Brookings development revives historic Maybeck stylings
ROBERT STEUTEVILLE    JAN. 1, 2003
A 1,200-unit new urban development in the small coastal town of Brookings, Oregon, will carry on the building traditions of the early 20th-century San Francisco Bay Area architect Bernard Maybeck.
From 1913 to 1915, Maybeck worked on a company town for timber baron J.L. Brookings, designing it to conform to the southwest Oregon coastal site, with numerous parks and pedestrian walkways and a south-facing view to the Pacific. Maybeck also produced designs for a range of buildings, including a school, a bank, a YMCA, and prototypes for low-cost worker housing.
Now William Buchanan, president of Harbor Construction, is working with Michael Mehaffy, Douglas Duany, Lucien Steil, and Christopher Alexander to revive Maybeck’s legacy. Buchanan’s Harbor Hills aims to bring back many of Maybeck’s unfulfilled ideas, including construction of a community hall.

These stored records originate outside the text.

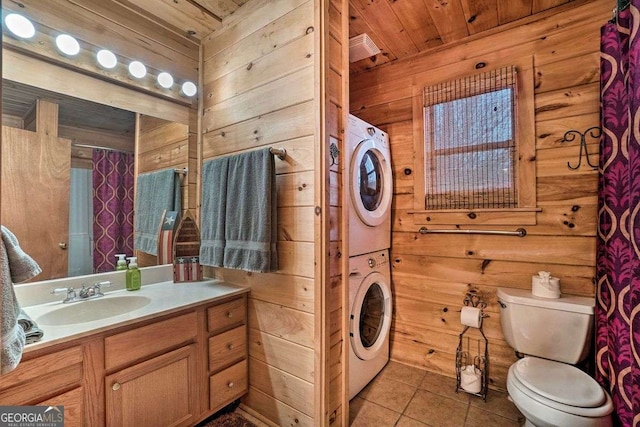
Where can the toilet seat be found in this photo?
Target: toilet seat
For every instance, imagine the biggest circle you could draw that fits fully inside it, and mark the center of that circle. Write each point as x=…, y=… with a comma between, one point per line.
x=560, y=386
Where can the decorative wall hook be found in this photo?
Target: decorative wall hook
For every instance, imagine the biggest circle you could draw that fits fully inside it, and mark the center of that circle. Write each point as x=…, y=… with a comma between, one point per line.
x=594, y=132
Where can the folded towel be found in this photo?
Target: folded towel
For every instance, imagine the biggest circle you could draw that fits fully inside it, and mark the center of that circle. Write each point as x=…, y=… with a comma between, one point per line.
x=31, y=330
x=155, y=192
x=21, y=266
x=247, y=215
x=214, y=206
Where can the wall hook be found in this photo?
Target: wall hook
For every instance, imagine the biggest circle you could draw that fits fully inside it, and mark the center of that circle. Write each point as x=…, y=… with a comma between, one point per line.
x=594, y=132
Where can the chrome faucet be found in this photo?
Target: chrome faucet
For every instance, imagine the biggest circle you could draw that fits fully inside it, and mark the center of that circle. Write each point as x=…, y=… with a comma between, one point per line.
x=83, y=294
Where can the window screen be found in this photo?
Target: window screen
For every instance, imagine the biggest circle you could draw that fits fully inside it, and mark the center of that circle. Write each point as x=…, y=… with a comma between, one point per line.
x=470, y=148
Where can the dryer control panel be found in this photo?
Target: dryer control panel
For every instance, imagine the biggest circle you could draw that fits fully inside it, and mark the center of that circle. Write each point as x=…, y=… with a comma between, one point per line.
x=377, y=260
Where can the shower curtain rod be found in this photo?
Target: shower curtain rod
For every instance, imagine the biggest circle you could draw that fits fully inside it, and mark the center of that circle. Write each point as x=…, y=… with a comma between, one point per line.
x=96, y=147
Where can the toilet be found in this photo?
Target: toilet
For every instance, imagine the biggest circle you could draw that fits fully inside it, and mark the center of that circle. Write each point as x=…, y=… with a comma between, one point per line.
x=553, y=334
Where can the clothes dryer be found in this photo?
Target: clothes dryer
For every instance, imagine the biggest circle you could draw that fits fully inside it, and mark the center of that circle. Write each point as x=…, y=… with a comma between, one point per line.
x=370, y=188
x=370, y=304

Mehaffy, who was project manager for Orenco Station near Portland and is working in the same capacity at Harbor Hills, says he, Buchanan, Duany, and Steil recently held a “rolling” charrette in European villages, studying the “organic” geometries that made them emotionally compelling.

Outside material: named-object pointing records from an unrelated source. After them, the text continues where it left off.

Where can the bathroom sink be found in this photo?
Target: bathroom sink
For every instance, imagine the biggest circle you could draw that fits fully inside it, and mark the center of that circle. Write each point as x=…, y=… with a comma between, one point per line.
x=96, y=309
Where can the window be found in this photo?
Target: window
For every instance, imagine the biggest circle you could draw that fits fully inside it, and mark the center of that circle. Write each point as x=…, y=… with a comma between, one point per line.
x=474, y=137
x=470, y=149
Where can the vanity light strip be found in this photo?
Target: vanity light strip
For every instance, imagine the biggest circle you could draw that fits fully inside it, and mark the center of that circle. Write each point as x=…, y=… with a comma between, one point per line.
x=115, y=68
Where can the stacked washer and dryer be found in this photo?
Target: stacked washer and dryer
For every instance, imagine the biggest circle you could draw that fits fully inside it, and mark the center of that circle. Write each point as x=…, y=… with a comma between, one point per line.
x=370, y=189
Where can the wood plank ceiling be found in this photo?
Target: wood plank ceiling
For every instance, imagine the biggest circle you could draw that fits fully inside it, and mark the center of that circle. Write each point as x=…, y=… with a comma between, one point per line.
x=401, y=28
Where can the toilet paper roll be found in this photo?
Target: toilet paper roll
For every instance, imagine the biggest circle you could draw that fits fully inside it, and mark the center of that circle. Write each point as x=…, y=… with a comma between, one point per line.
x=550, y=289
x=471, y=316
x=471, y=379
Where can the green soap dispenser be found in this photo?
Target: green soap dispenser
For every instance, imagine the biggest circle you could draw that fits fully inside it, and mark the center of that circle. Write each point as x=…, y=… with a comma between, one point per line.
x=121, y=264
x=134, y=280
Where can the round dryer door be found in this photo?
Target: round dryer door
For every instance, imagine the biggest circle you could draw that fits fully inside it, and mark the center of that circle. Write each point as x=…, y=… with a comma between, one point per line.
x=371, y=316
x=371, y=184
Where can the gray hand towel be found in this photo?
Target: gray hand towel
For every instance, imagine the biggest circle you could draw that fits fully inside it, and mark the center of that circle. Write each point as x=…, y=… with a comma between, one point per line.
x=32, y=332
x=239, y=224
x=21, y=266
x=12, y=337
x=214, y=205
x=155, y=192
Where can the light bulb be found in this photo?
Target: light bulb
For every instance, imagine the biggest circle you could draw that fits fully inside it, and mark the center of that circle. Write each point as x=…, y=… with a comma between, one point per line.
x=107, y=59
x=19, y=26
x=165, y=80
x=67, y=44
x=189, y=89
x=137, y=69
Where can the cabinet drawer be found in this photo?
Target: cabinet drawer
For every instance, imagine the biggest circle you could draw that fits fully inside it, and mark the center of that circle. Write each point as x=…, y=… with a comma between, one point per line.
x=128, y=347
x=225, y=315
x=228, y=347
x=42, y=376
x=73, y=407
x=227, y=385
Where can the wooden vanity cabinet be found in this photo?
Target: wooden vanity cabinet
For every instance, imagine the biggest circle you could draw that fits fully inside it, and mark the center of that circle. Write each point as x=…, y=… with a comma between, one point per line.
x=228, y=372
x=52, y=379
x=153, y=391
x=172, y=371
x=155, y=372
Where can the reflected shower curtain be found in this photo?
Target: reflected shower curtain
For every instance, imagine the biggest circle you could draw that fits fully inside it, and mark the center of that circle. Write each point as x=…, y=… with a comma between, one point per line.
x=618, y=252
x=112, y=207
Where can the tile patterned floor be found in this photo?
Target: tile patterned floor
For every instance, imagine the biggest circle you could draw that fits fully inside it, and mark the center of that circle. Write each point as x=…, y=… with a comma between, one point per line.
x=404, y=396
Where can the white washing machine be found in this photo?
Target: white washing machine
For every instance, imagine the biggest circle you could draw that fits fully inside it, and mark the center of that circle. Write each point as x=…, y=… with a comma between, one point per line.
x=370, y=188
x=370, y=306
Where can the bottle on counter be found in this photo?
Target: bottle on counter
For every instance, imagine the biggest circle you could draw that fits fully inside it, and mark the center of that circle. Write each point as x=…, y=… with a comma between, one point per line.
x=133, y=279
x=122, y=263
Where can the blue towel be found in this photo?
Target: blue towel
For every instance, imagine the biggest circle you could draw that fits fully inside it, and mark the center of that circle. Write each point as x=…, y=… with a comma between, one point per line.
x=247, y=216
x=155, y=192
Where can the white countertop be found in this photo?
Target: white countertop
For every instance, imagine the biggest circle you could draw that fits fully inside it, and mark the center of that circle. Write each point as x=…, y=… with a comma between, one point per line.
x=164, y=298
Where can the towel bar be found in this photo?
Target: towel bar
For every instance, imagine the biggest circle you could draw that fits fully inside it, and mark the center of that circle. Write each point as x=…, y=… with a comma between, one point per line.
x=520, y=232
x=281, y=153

The team intends to incorporate innovative “bottom-up” planning techniques, including the use of patterns from Christopher Alexander’s book, A Pattern Language. Architects, builders, and craftspeople are being recruited to bringing an exceptional level of skills to the project. To ensure that some homes are kept affordable, Maybeck’s simple, dignified worker cottages are planned for some lots, and other lots will be donated to Habitat for Humanity.
Buchanan is excited by the potential of Maybeck’s organic approach to offer new directions that New Urbanism can explore. Maybeck’s work came near the historical moment when Americans began to regard the natural world as something other than hostile and foreign – something to be revered and studied as a model for human structures. Active in the American Transcendentalist movement that included John Muir and others on the West Coast, Maybeck believed human settlements should embrace nature in materials and in siting, enabling humans to seek their own place within the natural scheme.

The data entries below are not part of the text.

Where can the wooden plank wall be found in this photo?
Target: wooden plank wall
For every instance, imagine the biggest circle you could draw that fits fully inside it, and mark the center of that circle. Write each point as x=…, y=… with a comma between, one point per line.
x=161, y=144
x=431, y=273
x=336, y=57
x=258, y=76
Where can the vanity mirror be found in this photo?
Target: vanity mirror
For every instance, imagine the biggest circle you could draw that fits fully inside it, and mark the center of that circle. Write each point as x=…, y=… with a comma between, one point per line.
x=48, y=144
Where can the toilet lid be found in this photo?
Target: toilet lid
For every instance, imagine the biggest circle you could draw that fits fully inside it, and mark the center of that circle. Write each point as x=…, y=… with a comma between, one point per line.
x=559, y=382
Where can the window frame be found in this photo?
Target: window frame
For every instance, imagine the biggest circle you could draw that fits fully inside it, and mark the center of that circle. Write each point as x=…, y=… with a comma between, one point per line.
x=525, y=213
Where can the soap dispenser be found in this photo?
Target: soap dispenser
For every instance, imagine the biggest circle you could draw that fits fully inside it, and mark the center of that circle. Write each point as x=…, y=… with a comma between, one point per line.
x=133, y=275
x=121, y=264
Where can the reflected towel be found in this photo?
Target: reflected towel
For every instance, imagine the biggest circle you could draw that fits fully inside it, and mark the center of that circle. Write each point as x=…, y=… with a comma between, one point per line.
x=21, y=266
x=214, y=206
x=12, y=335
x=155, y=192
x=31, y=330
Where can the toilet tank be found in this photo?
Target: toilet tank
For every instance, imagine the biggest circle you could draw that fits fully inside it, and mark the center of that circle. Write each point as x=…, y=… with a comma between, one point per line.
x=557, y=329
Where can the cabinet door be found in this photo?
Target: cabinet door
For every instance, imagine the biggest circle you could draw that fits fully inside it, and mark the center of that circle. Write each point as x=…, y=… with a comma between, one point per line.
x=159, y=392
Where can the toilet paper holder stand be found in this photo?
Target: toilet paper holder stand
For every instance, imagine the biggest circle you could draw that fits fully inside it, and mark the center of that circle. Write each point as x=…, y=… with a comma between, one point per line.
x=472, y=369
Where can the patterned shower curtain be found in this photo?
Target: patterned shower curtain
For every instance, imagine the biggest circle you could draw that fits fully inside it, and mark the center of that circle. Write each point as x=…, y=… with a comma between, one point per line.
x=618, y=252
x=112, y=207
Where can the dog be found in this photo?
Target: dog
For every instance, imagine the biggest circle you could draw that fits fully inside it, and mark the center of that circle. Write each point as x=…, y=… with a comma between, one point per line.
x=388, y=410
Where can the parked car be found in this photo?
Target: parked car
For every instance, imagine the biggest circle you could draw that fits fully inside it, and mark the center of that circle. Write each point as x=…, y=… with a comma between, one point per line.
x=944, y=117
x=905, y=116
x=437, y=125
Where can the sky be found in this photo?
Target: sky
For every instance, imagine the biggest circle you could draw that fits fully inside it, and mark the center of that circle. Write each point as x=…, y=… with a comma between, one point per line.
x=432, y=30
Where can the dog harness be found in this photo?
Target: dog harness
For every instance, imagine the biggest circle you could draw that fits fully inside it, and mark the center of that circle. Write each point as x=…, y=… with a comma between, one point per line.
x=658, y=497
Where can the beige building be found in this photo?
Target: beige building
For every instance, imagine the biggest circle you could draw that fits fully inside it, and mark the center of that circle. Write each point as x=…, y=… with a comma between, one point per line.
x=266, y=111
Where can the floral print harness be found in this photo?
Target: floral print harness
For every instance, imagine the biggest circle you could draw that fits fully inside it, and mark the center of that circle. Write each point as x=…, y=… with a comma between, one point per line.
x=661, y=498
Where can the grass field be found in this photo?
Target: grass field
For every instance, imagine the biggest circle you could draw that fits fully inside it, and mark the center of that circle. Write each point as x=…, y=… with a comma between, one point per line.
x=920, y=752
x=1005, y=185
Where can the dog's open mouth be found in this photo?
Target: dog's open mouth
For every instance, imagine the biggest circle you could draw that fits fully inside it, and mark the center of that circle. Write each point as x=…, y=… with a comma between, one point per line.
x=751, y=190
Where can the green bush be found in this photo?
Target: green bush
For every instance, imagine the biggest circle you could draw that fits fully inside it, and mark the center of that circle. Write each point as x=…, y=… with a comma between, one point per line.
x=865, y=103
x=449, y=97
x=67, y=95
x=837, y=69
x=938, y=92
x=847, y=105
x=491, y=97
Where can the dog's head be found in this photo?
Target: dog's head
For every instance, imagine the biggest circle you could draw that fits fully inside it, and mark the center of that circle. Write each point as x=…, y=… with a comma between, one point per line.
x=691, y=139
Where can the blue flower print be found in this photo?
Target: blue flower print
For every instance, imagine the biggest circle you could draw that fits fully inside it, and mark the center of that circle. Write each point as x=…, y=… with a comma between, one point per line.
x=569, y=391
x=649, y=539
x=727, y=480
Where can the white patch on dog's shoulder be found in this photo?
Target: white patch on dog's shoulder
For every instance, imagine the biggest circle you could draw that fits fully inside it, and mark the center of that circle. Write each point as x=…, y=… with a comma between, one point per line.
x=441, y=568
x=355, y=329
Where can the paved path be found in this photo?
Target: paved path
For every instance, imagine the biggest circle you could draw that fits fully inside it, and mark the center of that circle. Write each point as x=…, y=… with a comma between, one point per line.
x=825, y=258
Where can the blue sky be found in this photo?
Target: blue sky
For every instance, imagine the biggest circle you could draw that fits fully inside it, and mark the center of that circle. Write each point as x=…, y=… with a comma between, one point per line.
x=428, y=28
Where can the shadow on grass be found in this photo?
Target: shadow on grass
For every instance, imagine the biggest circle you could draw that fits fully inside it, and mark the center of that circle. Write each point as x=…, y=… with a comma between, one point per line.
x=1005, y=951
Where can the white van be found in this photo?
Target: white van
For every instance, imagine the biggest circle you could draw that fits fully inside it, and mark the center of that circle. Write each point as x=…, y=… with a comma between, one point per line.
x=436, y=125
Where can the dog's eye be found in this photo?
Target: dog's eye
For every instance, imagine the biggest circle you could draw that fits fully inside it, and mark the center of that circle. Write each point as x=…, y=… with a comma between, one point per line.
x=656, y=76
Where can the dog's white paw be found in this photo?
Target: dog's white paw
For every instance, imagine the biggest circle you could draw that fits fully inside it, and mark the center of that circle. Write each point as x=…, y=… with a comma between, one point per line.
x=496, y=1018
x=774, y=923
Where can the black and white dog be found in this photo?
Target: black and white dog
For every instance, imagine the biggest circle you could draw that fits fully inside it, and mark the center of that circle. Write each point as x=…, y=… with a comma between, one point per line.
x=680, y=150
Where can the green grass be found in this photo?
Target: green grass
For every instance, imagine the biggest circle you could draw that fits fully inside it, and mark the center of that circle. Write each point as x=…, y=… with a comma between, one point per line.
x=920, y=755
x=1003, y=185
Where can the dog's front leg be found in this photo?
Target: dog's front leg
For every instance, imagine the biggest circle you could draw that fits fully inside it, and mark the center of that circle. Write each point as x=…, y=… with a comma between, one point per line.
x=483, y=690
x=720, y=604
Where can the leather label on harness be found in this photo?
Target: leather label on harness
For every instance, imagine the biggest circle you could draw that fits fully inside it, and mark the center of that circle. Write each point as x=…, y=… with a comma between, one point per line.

Buchanan considers the development’s site south of the existing town of 5,400 well suited for human settlement, since its hillside land is not suitable for agriculture, nor is it ideal forest soil. Building on the hilltop preserves prime farmland south of the Chetco River, where a significant part of the world’s lily and hydrangea stock originates. The slopes lend themselves to skinny streets and other characteristics of historic hilltowns. Over the years, the town has lost much of the Maybeck magic, but the team is working with others — as a separate project — to restore a number of the old Maybeck buildings.
Mehaffy said the hope is to “combine natural forms, traditional vernacular forms, classical forms, and new technology in a synthesis reflecting its own time and place.” The Brookings Planning Commission is scheduled to review the Harbor Hills plan in January, with construction anticipated to start in the summer.